They talked for half an hour about local doings, then Harwell rose. He didn’t seem to have come for any other reason than to check up on Dick’s romance.
“Let me know the result,” he said.
“Do you really want me to send you a note?” she asked, wondering if he was just making conversation. “It’s not like you to be so interested in romance.”
“I’m always interested in romance.”
“No, in your own flirtations. There is a difference, Harry.”

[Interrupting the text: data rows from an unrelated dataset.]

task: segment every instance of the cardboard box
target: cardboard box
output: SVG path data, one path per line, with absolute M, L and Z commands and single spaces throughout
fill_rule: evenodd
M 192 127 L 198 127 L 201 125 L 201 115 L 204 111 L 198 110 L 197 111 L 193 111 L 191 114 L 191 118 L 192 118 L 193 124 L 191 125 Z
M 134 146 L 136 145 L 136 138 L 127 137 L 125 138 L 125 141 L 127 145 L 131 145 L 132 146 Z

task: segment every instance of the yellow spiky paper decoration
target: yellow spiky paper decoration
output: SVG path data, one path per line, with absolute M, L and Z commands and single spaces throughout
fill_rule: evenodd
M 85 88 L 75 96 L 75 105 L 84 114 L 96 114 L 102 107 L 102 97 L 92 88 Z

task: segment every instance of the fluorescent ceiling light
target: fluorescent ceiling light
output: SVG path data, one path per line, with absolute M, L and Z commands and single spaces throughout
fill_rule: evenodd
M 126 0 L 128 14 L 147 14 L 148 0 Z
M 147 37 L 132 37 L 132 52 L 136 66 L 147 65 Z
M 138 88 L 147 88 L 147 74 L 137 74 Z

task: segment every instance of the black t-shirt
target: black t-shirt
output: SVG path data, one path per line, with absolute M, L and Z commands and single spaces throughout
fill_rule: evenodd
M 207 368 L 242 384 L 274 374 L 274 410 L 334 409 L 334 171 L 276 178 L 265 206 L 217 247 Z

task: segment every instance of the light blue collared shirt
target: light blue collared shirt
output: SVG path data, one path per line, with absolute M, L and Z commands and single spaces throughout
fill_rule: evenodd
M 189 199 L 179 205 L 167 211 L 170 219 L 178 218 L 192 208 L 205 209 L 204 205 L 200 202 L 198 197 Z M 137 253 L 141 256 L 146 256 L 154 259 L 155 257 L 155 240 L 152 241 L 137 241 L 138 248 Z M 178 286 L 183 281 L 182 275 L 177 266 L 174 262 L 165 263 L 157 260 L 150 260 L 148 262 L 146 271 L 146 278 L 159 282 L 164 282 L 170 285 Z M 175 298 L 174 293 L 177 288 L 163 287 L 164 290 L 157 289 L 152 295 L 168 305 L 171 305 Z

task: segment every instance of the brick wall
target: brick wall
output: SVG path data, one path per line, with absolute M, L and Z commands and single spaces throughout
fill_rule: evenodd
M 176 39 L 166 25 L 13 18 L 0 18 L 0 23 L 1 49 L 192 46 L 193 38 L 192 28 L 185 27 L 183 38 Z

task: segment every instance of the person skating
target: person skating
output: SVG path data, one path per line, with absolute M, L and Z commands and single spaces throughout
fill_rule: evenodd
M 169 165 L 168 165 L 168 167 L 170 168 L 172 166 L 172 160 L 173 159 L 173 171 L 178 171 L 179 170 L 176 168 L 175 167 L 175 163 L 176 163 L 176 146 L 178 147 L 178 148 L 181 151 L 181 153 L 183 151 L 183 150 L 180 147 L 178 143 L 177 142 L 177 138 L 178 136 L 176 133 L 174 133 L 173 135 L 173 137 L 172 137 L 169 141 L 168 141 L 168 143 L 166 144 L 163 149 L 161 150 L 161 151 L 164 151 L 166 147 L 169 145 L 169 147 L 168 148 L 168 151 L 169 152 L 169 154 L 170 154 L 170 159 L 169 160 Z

“So there is. Trust a poet to note the fine points. And incidentally, there are other ways of contacting me than by writing a note. You could call on me, you know.” The “incidentally” suggested his remark was an afterthought, but the way he gazed at her sent a different message. His dark eyes wore an air of injury. She waited to see if he made some joking comment, but he just went on looking.
“I see you want all the spicy details.”
“Perhaps I just want you to call on me, as you used to.”
Rosalind looked at him, wondering what freakish new idea he had taken into his head. “I never called on you unless you asked me to. I used to call on your mama when she was alive. What is it you want me to do for you?” she asked, instantly suspicious.
There was no ignoring his expression now. He definitely looked offended. “Is that really your opinion of me? That I only invite you to call when I want something from you? I thought we were friends.”
“We are!”
“Perhaps I deserved that swat on the wrist. I shall try to do better in future.”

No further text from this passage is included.